In fact, in the quarter to March 2018, Wesfarmers stated that, “Total Coles Express sales, including fuel, for the quarter were $1.3 billion, a decrease of 8.0 per cent on the prior corresponding period, driven by lower fuel volumes”. In fact, it was stated that, “For the quarter, headline fuel volumes decreased 14.6 per cent and comparable fuel volumes decreased 15.9 per cent”.
“Coles Express’ earnings decreased due to changes in the commercial terms of its fuel supply arrangement”.
Put another way, seemingly Viva Energy are giving Wesfarmers/Coles a hard time on fuel prices. For the average driver, its shows. Most of us have observed that Coles Express prices are the slowest to move when the pricing cycle for petrol is in the falling stages.

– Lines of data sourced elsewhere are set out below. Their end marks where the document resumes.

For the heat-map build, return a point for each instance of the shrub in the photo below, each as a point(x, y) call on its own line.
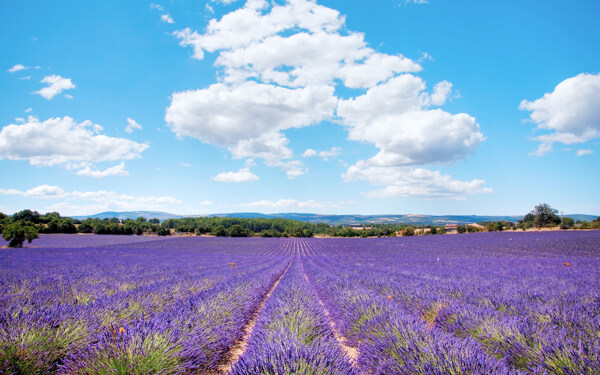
point(17, 233)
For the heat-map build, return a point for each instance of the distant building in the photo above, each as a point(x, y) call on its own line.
point(451, 228)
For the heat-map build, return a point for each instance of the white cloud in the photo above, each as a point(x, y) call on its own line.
point(441, 92)
point(283, 203)
point(571, 113)
point(243, 175)
point(405, 182)
point(335, 151)
point(407, 2)
point(425, 57)
point(132, 125)
point(16, 68)
point(395, 117)
point(248, 118)
point(117, 170)
point(61, 141)
point(167, 18)
point(584, 152)
point(77, 202)
point(279, 65)
point(309, 152)
point(56, 85)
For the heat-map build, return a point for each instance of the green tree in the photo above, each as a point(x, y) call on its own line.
point(17, 233)
point(544, 215)
point(567, 223)
point(239, 231)
point(27, 215)
point(219, 231)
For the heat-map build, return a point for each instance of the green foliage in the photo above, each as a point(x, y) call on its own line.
point(541, 216)
point(220, 231)
point(567, 223)
point(474, 229)
point(238, 231)
point(16, 233)
point(27, 215)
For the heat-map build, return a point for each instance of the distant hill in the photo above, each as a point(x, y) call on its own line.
point(356, 220)
point(131, 215)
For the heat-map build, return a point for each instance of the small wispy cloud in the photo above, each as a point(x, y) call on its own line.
point(132, 125)
point(16, 68)
point(167, 18)
point(243, 175)
point(56, 85)
point(584, 152)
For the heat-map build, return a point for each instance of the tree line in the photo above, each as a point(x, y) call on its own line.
point(26, 225)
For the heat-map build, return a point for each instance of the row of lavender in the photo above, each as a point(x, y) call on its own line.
point(480, 304)
point(170, 307)
point(495, 303)
point(293, 335)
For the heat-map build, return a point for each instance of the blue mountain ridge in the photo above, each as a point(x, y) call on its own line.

But now it seems also to manifest itself in another way as well: buying petrol at a Coles Express servo recently, at about half the pumps, there was no hose for 91 octane unleaded. The hoses at the pumps concerned were all dedicated to diesel and “premium” products (including premium diesel). On the assumption that 91 octave unleaded is the most price-competitive product, and perhaps the least profitable, is it just me, or do I detect a desire to forego volume in the interests of profit. Perhaps more sinisterly, the result may also be that motorists unable to shift their vehicle to another pump may have no alternative but to buy a premium product which their vehicle doesn’t need.
EDIT: The graphs here confirm that, in 2017, Coles Express had, on average, the highest prices.